Location
- Bay County, Michigan US-MI United States
- Coordinates: 43°37′03″N 83°55′55″W﻿ / ﻿43.61743°N 83.93188°W

District information
- Type: Public intermediate school district
- President: William A. Jordan
- Vice-president: David A. Lovely
- Superintendent: Deborah Kadish
- Schools: 4
- Budget: US$32,329,000 (2010-11)
- NCES District ID: 2680504

Students and staff
- Students: 614 (2012-13)
- Teachers: 80.72 (2012-13)
- Staff: 205.93 (2012-13)
- Student–teacher ratio: 7.61 (2012-13)

Other information
- Website: www.baisd.net

= Bay–Arenac Intermediate School District =

Intermediate school district in Michigan, United States

The Bay–Arenac Intermediate School District (also known as Bay–Arenac ISD) is an intermediate school district in Michigan, headquartered in Bay City.

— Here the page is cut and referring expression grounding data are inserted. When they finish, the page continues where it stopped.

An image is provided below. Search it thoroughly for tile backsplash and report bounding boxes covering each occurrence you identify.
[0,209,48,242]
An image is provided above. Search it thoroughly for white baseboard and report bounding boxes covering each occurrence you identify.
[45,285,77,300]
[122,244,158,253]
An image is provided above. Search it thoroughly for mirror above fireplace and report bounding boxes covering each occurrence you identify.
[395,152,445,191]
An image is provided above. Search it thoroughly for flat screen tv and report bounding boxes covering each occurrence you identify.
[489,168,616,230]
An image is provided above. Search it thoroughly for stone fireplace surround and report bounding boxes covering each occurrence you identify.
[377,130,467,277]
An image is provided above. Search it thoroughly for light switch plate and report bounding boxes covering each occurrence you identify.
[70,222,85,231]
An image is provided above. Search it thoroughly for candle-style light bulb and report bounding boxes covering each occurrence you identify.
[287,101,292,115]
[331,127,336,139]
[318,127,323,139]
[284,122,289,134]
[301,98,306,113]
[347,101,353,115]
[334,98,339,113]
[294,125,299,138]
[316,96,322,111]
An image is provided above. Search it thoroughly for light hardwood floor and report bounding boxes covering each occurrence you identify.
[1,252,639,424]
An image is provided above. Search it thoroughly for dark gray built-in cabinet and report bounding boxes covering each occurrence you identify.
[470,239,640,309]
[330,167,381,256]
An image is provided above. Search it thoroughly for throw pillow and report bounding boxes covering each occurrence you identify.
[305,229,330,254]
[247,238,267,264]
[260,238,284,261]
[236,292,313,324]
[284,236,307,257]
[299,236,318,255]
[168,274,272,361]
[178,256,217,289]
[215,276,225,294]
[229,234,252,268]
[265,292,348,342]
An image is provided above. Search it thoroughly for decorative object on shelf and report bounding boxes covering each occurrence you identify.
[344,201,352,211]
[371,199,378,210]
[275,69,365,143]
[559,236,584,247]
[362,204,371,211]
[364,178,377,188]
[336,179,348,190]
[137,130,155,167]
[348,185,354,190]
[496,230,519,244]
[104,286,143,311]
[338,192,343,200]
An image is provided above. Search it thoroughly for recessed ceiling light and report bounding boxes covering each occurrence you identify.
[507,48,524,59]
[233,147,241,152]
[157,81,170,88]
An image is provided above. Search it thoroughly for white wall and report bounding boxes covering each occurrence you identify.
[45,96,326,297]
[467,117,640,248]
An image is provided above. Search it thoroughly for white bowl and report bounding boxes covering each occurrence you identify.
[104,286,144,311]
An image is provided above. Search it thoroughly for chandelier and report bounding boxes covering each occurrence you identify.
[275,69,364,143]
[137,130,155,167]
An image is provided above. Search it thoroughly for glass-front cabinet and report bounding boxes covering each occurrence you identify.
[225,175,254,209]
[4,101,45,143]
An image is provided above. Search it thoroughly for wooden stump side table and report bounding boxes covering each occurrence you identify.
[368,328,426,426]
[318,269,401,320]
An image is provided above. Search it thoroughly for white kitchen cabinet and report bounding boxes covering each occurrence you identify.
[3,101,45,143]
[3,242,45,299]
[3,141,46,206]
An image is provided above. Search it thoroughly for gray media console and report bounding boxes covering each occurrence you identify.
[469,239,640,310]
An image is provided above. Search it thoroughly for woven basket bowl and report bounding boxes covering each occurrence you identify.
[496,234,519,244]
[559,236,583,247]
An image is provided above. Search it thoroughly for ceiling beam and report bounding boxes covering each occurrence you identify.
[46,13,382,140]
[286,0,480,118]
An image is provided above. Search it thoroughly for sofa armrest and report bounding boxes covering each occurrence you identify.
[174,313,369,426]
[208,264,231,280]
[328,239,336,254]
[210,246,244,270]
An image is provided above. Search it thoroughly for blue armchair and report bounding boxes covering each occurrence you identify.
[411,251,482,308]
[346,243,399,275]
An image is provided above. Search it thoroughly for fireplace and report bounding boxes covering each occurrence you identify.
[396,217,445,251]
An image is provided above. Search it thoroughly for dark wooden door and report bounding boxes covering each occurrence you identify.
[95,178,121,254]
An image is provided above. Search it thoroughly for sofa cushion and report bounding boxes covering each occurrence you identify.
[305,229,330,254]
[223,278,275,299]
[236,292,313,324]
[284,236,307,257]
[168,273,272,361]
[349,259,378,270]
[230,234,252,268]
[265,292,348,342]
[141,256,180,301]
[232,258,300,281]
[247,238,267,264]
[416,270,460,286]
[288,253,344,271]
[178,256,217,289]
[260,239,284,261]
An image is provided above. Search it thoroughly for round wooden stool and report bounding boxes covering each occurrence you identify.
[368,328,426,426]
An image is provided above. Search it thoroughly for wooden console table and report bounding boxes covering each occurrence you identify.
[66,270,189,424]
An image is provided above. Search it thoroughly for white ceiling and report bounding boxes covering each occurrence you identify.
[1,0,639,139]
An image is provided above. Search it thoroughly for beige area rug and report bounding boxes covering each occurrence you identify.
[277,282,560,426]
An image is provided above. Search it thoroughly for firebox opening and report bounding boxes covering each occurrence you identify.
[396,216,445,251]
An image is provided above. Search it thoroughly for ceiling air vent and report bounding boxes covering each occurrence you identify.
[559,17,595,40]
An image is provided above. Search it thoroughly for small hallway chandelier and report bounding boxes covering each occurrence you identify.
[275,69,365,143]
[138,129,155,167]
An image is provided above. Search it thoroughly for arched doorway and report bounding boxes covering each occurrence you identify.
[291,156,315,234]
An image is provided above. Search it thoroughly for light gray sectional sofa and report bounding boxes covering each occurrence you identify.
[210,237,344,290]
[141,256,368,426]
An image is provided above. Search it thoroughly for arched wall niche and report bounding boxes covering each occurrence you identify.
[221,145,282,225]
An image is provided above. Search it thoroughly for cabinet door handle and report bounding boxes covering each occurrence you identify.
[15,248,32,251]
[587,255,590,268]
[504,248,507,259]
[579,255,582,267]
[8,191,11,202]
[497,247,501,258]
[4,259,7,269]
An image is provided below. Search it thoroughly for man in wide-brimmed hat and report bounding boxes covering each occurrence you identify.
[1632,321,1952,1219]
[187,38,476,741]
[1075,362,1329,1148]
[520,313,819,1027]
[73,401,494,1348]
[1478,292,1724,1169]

Most of Bay County and Arenac County is served by the Bay–Arenac Intermediate School District, which coordinates the efforts of local boards of education, but has no operating authority over schools. Local school boards in Michigan retain great autonomy over day-to-day operations.

==History==
In 2017, Arenac-Eastern School began sending students to Standish-Sterling due to declining enrollment. On March 10, 2020, the vote passed by the three districts for Arenac-Eastern to be dissolved effective in June 2020 and split between Standish-Sterling Community Schools and Au Gres-Sims School District along M-65.

==Composition==
The Bay–Arenac Intermediate School District includes many public school districts, private schools, charter schools, colleges, and facilities.

==Governance==
The Bay–Arenac Intermediate School District is governed by a publicly elected board of education, who is responsible for hiring a superintendent to serve as the chief administrative officer of the agency.

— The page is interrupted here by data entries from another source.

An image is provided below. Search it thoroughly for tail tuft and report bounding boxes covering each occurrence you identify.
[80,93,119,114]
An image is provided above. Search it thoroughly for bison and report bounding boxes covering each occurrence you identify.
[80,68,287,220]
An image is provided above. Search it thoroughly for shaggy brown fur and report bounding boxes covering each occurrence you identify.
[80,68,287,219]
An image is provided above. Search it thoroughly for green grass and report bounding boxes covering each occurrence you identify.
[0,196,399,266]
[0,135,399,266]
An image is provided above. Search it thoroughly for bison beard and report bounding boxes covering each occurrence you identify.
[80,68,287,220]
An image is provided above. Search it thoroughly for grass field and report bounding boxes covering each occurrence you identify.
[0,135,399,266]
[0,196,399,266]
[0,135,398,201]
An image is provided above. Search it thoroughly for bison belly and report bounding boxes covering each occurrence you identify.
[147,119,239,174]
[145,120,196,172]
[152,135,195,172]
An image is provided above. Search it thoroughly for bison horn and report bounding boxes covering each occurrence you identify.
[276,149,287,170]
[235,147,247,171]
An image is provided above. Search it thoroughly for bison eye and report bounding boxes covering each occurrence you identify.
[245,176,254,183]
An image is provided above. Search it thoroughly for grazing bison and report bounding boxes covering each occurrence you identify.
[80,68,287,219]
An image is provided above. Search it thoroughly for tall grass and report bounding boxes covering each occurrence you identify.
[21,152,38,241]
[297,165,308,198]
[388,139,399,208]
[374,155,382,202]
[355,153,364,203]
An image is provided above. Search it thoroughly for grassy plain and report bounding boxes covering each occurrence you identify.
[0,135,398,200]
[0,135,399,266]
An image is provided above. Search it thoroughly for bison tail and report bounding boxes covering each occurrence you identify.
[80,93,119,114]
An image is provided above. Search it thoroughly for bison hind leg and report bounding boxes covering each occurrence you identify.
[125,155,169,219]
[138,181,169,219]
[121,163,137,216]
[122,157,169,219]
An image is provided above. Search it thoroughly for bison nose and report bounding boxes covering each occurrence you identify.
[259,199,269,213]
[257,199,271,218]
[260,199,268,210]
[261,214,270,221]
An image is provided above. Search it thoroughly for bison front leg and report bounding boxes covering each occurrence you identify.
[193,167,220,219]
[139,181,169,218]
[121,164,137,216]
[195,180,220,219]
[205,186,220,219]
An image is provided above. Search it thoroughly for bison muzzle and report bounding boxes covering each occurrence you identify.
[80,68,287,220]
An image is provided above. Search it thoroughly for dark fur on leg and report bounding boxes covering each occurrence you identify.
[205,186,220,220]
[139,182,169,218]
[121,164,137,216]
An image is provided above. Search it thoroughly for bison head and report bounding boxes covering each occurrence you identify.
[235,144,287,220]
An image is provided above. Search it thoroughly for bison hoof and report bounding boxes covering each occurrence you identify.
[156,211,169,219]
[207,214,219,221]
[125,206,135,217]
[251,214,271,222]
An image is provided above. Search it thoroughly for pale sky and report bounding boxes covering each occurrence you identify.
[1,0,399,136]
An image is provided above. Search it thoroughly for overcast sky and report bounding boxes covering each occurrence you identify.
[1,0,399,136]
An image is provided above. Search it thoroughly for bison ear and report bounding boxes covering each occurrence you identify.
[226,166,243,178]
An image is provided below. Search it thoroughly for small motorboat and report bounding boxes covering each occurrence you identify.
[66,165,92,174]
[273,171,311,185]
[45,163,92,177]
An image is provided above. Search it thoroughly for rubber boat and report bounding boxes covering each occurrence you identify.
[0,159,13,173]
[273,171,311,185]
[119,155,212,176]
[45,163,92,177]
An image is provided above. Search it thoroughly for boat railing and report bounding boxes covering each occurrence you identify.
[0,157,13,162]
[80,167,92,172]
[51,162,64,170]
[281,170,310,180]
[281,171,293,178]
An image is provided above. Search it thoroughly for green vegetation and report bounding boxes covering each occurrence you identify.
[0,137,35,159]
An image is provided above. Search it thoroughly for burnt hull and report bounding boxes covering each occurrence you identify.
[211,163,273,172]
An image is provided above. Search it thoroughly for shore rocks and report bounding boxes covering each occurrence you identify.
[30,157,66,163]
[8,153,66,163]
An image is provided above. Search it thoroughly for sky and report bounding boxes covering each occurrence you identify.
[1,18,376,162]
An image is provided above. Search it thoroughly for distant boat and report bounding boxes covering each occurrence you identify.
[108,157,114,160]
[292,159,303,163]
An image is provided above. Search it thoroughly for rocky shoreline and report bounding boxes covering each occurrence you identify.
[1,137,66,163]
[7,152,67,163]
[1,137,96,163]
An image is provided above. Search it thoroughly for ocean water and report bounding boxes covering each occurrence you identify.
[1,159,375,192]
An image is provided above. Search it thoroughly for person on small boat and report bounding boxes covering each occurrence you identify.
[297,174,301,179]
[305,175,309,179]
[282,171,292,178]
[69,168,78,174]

===Public school districts===
As of the 2014–2015 school year, the communities of Bay and Arenac Counties are served by the following members of the Bay–Arenac Intermediate School District:
- Arenac-Eastern School District
- Au Gres-Sims School District
- Bangor Township Schools
- Bay City Public Schools
- Essexville-Hampton Public Schools
- Pinconning Area Schools
- Standish-Sterling Community Schools

===Private schools===
The Bay–Arenac Intermediate School District includes several private schools, such as All Saints Central High School.

===Charter schools===
The Bay–Arenac Intermediate School District includes charter schools, such as the Bay-Arenac Community High School.

===Agencies and facilities===
The Bay–Arenac Intermediate School District includes agencies and facilities such as the Bay-Arenac ISD Career Center.